« Faire reculer le recul du français » : voilà l’objectif fixé par Louise Mushikiwabo, secrétaire générale de l’Organisation internationale de la Francophonie (OIF) lors de sa réélection en novembre 2022. Parmi les principaux promoteurs de la francophonie à l’étranger figurent les médias français internationaux comme TV5Monde et France médias monde (RFI, France 24, Monte-Carlo Doualiya). Selon leurs présidents, Yves Bigot et Marie-Christine Saragosse, tous deux invités à s’exprimer lors d’une table ronde organisée lors de la 38e session plénière de l’AFE le 27 mars 2023, il est essentiel d’adopter une approche plurilingue.
Des contenus traduits dans plus de 20 langues
Parlé par 321 millions de personnes selon l’OIF, le français est actuellement la cinquième langue mondiale et la deuxième langue étrangère la plus enseignée. Depuis 2010, son enseignement a progressé de 6,5%. « Ces chiffres ne me donnent pas l’impression que le français recule » se réjouit Marie-Christine Saragosse. Interrogée sur l’enjeu de la francophonie dans la distribution des contenus de France médias monde, la présidente confirme que, malgré la variété de langues proposées sur RFI et France 24, leur « signature » reste francophone. Le groupe, qui indique avoir surpassé ses objectifs d’audience 2022, précise que 42% des contenus audiovisuels consultés cette même année étaient en français.
Car si les Français de l’étranger représentent le « cœurs des audiences » de France médias monde, ses contenus trouvent également une audience francophone et francophile. Pour valoriser l’information française comme porte d’entrée vers la francophonie, le groupe a choisi d’élargir son choix de langues : « Au vu du contexte international, nous avons ouvert une chaîne en ukrainien ainsi que dans plusieurs langues africaines » explique Marie-Christine Saragosse.

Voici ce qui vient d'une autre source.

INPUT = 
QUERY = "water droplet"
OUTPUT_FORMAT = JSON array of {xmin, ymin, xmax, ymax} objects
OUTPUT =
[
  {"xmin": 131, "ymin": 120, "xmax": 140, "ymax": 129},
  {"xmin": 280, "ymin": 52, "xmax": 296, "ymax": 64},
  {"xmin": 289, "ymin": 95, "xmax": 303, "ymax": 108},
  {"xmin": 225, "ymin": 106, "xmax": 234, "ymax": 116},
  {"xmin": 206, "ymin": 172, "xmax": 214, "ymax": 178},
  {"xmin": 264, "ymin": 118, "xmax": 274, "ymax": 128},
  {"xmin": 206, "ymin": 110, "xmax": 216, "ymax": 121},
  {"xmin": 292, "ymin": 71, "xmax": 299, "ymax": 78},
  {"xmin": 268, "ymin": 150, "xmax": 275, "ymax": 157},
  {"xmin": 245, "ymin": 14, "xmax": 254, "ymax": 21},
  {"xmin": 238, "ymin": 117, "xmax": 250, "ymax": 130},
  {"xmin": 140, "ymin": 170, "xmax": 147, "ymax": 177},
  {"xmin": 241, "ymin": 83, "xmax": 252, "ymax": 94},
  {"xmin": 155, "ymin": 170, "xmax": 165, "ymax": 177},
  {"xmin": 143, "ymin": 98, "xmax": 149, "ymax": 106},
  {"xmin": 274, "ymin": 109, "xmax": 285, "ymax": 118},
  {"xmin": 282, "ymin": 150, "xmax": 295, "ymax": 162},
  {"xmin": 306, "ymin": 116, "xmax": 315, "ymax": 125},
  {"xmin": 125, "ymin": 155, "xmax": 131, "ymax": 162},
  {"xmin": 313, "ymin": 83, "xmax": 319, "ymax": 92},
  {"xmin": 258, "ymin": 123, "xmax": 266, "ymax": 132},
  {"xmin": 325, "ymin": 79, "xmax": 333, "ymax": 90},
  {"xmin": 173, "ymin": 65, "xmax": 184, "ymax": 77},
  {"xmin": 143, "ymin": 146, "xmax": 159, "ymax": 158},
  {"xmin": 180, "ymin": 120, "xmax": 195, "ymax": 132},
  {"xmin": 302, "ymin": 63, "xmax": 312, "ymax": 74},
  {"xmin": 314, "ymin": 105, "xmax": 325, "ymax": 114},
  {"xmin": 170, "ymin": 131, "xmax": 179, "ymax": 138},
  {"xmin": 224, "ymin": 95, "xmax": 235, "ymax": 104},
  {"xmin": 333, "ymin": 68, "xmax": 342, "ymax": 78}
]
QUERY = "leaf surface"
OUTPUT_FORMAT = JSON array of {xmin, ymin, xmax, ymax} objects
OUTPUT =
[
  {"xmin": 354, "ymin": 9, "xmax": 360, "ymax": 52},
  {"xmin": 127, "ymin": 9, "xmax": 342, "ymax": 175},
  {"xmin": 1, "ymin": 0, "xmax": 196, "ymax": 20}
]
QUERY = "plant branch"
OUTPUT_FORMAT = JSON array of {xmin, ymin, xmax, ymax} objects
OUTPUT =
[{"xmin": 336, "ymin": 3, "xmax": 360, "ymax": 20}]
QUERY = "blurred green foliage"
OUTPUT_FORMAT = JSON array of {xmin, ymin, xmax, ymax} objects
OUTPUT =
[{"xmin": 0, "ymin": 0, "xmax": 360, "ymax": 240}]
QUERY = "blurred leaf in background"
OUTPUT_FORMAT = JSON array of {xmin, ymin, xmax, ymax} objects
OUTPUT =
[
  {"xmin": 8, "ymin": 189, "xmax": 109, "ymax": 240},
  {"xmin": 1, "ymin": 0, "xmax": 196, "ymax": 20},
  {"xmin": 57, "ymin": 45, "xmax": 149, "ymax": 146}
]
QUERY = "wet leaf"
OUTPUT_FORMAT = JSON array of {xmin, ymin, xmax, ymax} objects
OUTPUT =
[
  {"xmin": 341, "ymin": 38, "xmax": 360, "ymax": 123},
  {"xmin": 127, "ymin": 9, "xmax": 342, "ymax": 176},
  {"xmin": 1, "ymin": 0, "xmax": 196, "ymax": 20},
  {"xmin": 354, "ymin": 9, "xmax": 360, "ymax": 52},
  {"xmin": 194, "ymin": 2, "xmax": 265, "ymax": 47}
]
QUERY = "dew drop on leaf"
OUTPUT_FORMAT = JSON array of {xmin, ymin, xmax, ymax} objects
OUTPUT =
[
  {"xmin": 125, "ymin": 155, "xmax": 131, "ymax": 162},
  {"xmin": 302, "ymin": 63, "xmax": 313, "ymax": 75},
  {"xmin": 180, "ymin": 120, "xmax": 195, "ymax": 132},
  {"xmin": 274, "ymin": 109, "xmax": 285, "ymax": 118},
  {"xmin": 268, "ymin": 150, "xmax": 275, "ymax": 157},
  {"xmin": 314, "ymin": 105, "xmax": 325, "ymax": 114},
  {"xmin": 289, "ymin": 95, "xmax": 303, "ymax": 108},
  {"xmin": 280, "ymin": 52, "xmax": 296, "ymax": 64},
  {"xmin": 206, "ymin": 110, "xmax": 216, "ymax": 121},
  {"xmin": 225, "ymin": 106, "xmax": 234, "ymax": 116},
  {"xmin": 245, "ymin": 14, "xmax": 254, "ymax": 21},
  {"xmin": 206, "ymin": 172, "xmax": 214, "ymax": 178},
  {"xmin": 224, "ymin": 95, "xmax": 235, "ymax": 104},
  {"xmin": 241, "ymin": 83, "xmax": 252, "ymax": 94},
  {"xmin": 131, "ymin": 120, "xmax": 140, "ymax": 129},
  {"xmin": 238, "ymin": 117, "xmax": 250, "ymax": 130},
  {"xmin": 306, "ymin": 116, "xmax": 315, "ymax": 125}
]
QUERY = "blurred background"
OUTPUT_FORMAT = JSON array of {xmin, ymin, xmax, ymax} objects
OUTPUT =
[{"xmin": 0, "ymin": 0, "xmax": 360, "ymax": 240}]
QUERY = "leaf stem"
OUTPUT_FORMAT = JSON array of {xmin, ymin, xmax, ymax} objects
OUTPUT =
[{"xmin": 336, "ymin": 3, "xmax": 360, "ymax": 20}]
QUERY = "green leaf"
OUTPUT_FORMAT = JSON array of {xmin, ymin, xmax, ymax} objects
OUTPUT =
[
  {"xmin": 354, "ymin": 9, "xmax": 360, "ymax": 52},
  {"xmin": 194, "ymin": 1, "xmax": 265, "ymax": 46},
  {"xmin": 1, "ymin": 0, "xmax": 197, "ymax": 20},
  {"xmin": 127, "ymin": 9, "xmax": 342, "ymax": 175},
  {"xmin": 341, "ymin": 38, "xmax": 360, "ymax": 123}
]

Au total, vingt langues sont utilisées sur l’ensemble des plateformes du groupe.
« Si le français ne recule pas, l’anglais progresse énormément »
TV5Monde adopte cette même stratégie de développement plurilingue : la chaîne propose des sous-titres dans treize langues différentes. « Imaginer le français autrement que dans le multilinguisme est un combat perdu d’avance », confirme Yves-Bigot. Diversifier les choix de langues implique néanmoins un budget considérable, dont ne disposent pas toujours les médias internationaux. Comme le note Marie-Christine Saragosse, le budget français consacré à l’audiovisuel extérieur est « incomparable » par rapport à celui de la concurrence anglophone: des médias comme BBC World, CNN ou Al Jazeera disposent de bien plus de moyens. « Si le français ne recule pas, l’anglais progresse énormément », note Yves Bigot.
Cet écart est particulièrement visible avec le développement du numérique. Quatrième langue la plus utilisée sur Internet selon l’OIF, le français est présent sur 3,7% du total des sites en ligne, contre 58,8% pour l’anglais. Pour combler cet écart important, France médias monde et TV5 Monde s’emparent progressivement de nouveaux outils pour développer leur offre de langues afin, à terme, de convertir une communauté plus grande au monde francophone. En effet, un étranger qui regarde les informations en français avec des sous-titres dans sa langue sera, inconsciemment, plus facilement sensibilisé à la langue de Molière. Parmi ces nouveaux outils figure évidemment l’intelligence artificielle (IA) qui pourrait générer automatiquement des sous-titres pour un budget accessible. Selon Marie-Christine Saragosse, des tests ont été réalisés en ce sens « pour développer des sous-titres en hindi ».